Polling now shows the Harris campaign surging, largely by pulling these same voters back into supporting the Democratic nominee. The campaign also hopes that the word freedom has more cross-party appeal. It’s language that has been associated with Republicans, most recently during George W. Bush’s administration. In the wake of 9/11, Bush described freedom as under attack, and it became both a rallying cry and an expression of partisan support for Bush. If you called them freedom fries, you were definitely a Republican.

In a recent New York Times report, Democratic officials stressed that the campaign was reclaiming appeals to liberty. And there is a taste of that in the campaign’s rhetoric, embodied most specifically in the mantras now associated with Vice Presidential nominee Tim Walz. “There’s a golden rule,” he says on the stump, “mind your own damn business!” He calls out Republicans for sending the government into private spaces like the bedroom and the doctor’s office. This is what political theorists call negative liberty, the idea that freedom exists in the absence of restriction. 

But Walz is actually an ambassador of a much more expansive view of freedom, or positive liberty. The idea that freedom is found in the preconditions to opportunity. In his address to the convention Wednesday night, Walz not only asked the government to leave people alone but also praised a vision of America in which neighbors look out for each other and housing and health care are rights—that’s not an absence of government but a major role for it. It’s a political tradition with a long history. In 1941, Roosevelt combined these two sides of the liberty coin when he called for freedom of speech, freedom of worship, freedom from want, and freedom from fear.

The Harris-Walz campaign is calling for many more freedoms. So many, in fact, that in the final months of the campaign the word could lose all sense of meaning. In a video that aired on the third night, voters spoke directly to the camera about what freedom means to them, from “choice” to “the ability to laugh with friends.” By the end of the video, the narrative thread about freedom had been buried in platitudes. The final freedom was “the freedom to work together.”

There are also a few freedoms that are conspicuously absent. The uncommitted delegates urging an end to the war in Gaza and a large portion of the Democratic base would appreciate freedom from bombing, war, and genocide included on the list. 

The freedom argument is “a way for Americans to identify with the scope of things that the Harris campaign wants to do” and “a larger context for us to think about what’s really at stake in the election,” says Guy Cecil, a Democratic strategist. “So freedom involves saving democracy.

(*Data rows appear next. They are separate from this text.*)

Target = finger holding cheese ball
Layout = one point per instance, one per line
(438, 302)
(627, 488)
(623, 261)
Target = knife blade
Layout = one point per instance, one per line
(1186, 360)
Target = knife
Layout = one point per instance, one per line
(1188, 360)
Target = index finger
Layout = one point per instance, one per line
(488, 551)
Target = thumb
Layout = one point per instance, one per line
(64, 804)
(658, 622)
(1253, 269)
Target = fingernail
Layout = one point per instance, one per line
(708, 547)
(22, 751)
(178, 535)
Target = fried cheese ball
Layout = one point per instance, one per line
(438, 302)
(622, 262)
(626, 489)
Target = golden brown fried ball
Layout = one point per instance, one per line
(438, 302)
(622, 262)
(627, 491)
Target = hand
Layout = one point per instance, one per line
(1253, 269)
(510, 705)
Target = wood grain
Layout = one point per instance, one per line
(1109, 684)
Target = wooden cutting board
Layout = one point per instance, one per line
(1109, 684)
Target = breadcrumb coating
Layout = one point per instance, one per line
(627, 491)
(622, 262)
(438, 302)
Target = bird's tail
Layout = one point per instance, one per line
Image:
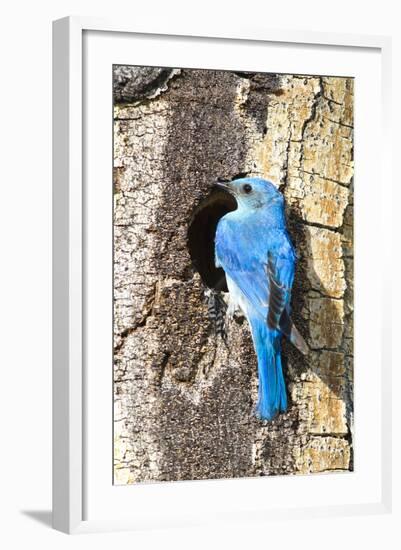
(272, 395)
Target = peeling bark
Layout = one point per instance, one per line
(183, 399)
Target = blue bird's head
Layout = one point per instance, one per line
(253, 193)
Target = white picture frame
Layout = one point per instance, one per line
(70, 424)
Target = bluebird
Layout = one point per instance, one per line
(254, 249)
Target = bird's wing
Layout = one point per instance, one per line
(261, 270)
(280, 272)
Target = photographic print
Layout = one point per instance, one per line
(233, 274)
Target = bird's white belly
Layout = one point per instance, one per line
(237, 299)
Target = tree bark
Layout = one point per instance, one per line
(183, 400)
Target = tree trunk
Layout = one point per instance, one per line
(184, 400)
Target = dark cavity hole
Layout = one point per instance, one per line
(201, 234)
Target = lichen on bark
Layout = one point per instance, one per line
(183, 400)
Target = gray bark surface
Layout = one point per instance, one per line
(183, 400)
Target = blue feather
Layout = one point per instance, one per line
(253, 247)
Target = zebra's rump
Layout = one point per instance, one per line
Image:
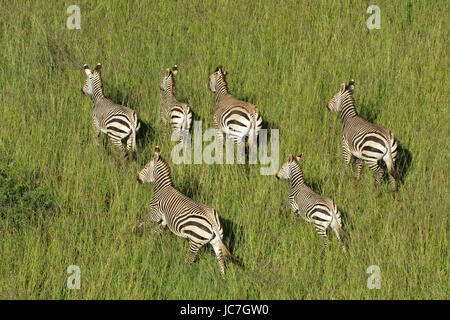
(195, 227)
(118, 124)
(180, 117)
(237, 121)
(370, 146)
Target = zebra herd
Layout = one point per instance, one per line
(237, 119)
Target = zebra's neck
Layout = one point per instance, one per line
(348, 110)
(221, 89)
(296, 176)
(162, 179)
(97, 89)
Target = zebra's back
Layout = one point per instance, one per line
(310, 203)
(188, 218)
(107, 113)
(368, 141)
(236, 117)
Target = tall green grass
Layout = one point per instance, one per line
(64, 201)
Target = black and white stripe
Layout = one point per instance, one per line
(367, 142)
(185, 217)
(319, 210)
(178, 114)
(116, 121)
(234, 117)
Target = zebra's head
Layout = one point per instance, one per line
(335, 104)
(287, 168)
(93, 79)
(154, 169)
(214, 78)
(169, 78)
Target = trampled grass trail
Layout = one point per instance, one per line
(65, 201)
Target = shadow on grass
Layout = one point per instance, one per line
(230, 230)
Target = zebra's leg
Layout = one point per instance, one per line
(117, 141)
(284, 203)
(160, 228)
(346, 154)
(359, 165)
(193, 249)
(143, 219)
(337, 231)
(373, 165)
(216, 245)
(240, 151)
(323, 233)
(96, 133)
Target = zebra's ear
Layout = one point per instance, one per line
(175, 70)
(157, 154)
(87, 70)
(351, 85)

Freedom involves protecting reproductive rights. Freedom involves making sure the Project 2025 agenda against LGBTQ people isn’t enacted.”

In a tally of phrases uttered in Chicago this week, Project 2025 is near the top of the list. There have been multiple panels explaining it, training people how to talk about it, and speeches warning against it. On Wednesday, Saturday Night Live star Kenan Thompson essentially performed a sketch outlining how it would strip away everything from the right to abortion care to the Department of Education. In Project 2025, the Heritage Foundation and Trump’s allies handed Democrats the perfect foil. Instead of near-abstract concepts about descending into authoritarianism or fascism, as a conversation around democracy necessitates, the Harris campaign can simply compare the freedoms she wants to augment with the ones Project 2025 seeks to claw back.

Video

Dems to Trump: You can run from Project 2025, but you can't hide.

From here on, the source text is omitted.